В крайнем напряжении, с головой, работающей в полную силу, отчетливо видя все перипетии боя, я все еще оставался на своем первоначальном месте, верхом на Букефале застывшем, как статуя. В рядах вражеской кавалерии царил такой беспорядок, ее потери были так велики, что она не могла даже пытаться противостоять моему следующему ходу. Я отдал приказ трубачу. Он поднес трубу к губам, и из ее медной глотки звонко полился сигнал, который так хорошо знали мои славные гетайры. С какой радостью забились их сердца, и они дали волю своим коням! Отчетливо сквозь шум сражения прозвучала еще одна команда: двигаться уступами для атаки на левый фланг персидской фаланги. Я знал, что произойдет, я видел то же самое в Иссе и во многих мечтах после этого. Вражеская фаланга не могла маневрировать, солдаты в ней не могли расцепить свои щиты и повернуть копья, чтобы защитить себя; они могли только умереть. За моими гетайрами следовала тяжело вооруженная пехота, построенная клином с уступами для нанесения удара по линии врага немного вправо от щели, проделанной моими гетайрами.

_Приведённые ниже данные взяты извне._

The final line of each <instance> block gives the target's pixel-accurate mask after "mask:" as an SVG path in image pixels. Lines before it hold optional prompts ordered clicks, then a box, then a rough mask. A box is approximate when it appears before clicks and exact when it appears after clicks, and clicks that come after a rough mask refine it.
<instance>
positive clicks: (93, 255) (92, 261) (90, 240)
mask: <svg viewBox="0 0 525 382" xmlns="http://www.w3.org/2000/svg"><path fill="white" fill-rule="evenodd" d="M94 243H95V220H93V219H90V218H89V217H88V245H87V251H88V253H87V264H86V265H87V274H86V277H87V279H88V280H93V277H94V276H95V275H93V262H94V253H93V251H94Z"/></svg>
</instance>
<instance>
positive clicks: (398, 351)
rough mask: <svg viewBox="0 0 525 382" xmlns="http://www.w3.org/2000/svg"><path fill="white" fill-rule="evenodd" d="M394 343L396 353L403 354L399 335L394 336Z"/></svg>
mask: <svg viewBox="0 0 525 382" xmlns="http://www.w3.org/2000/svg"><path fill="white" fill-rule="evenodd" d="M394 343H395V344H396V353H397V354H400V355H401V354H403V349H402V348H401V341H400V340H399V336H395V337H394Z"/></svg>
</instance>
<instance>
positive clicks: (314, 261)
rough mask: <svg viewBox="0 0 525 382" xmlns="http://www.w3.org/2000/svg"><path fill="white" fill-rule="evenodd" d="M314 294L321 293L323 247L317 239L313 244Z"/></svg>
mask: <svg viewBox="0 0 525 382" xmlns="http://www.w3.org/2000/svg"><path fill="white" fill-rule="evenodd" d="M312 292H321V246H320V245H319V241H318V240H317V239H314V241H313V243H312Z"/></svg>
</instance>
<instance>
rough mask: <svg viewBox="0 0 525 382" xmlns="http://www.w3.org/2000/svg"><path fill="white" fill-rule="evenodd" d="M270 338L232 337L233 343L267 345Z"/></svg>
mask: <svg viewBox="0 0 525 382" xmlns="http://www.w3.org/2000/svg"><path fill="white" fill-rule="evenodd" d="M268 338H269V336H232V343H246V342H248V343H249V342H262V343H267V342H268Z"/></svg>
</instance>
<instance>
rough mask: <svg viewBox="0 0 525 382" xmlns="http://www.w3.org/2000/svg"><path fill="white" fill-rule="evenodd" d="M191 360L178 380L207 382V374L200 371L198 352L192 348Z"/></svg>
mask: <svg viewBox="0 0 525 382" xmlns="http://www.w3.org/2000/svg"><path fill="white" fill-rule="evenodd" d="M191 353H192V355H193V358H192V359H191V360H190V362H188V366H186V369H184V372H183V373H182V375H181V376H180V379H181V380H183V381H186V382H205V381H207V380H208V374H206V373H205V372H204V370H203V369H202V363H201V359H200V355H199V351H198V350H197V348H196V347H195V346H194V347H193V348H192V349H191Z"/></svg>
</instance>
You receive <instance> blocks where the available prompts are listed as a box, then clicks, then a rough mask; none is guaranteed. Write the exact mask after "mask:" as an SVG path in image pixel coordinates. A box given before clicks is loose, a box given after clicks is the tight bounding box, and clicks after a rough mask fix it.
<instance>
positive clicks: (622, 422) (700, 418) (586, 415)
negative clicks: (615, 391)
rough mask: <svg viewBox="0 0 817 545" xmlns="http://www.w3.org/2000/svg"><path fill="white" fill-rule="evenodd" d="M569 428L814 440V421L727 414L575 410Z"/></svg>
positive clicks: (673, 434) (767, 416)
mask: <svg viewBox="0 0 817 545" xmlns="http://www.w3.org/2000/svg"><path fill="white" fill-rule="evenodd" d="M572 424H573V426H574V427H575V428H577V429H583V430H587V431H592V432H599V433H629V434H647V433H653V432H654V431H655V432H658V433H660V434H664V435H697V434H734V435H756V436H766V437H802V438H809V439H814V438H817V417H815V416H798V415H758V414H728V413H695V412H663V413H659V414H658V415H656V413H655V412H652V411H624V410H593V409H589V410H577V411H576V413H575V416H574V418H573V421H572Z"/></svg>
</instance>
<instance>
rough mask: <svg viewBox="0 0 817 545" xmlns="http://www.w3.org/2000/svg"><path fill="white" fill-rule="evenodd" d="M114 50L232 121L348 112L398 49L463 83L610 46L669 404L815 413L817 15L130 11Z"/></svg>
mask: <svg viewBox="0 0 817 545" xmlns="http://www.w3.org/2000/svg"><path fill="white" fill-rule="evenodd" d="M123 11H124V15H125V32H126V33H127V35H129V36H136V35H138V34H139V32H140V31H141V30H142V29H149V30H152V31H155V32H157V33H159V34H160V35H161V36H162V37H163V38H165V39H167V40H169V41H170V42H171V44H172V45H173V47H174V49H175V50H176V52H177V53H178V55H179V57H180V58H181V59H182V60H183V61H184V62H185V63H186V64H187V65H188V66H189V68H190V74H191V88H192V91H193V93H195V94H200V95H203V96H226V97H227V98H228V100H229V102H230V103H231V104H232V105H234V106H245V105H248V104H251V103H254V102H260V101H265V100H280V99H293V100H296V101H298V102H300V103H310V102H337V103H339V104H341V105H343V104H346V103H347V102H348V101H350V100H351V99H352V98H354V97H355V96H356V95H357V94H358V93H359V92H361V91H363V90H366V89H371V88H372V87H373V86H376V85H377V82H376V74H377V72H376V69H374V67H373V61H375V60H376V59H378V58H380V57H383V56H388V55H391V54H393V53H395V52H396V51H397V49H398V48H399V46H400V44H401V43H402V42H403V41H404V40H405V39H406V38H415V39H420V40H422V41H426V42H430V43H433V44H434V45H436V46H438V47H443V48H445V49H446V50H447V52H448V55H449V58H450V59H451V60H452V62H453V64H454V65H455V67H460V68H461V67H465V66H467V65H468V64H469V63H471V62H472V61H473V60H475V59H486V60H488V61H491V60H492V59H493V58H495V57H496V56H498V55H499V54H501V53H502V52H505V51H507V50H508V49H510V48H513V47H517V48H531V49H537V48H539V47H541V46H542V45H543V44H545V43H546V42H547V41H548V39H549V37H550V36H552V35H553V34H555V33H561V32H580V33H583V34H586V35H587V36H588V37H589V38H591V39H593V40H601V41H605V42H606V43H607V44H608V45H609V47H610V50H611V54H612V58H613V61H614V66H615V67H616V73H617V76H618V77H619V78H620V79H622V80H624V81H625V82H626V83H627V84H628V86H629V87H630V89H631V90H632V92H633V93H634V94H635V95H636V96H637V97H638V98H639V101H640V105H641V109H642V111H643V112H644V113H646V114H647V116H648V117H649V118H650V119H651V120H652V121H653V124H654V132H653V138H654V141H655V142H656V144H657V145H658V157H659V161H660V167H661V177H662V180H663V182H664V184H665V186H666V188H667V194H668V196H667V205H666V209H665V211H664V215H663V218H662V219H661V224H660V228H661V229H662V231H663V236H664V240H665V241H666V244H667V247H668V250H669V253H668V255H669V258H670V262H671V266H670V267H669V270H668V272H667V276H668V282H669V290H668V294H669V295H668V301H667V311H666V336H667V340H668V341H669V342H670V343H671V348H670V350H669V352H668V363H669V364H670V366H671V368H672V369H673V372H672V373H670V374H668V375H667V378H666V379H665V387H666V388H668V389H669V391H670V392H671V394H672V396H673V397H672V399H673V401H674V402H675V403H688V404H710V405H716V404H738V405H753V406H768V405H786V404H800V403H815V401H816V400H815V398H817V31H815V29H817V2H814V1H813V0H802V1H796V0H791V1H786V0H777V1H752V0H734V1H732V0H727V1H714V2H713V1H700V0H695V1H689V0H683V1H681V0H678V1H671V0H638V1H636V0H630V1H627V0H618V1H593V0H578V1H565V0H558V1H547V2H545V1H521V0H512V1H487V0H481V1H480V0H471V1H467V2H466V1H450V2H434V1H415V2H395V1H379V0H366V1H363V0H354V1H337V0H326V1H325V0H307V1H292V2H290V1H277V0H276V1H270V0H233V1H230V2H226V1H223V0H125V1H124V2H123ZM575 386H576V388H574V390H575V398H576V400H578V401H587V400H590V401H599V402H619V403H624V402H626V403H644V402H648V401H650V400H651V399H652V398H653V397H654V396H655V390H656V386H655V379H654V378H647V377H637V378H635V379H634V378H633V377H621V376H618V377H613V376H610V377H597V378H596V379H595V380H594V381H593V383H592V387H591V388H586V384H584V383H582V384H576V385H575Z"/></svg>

За ними двигались пять таксисов моей фаланги, также уступами, вклиниваясь в эту щель, и железная стена с безжалостными копьями убивала всех на своем пути, не щадя никого, и солдатам нужно было только идти маршем, чтобы бойня не останавливалась.
Затем мои гетайры повернули налево и стали косить противника, как траву. Это была самая кровавая атака в их истории, их кони скакали по толстому ковру из человеческих тел или перепрыгивали через их кучи; их разящим пикам и мечам не хватало быстроты, чтобы перебить всю орущую толпу, это физически было невозможно, и некоторым удавалось в безумном бегстве найти спасение от беспощадной стали. За гетайрами шли гипасписты, атакуя еще одно скопление врага, а за теми — грозная фаланга. Чем больше они убивают, тем сильней у них жажда убивать, и каждый солдат, пеший или конный, становился бездумным мясником, убившим слишком многих, чтобы считать, и фалангисты ускоряли свой шаг, чтобы под их смертоносными копьями скорее пришел конец врагу. Теперь я тоже оказался в гуще сражения и чувствовал знакомый пьяный восторг, когда моя пика разила грудь за грудью, и, казалось, врага нужно было только коснуться, чтобы убить, хотя, по правде, бил я с большой силой, и если намеченная жертва увертывалась от пики, я на рвущемся вперед Букефале срубал ее мечом.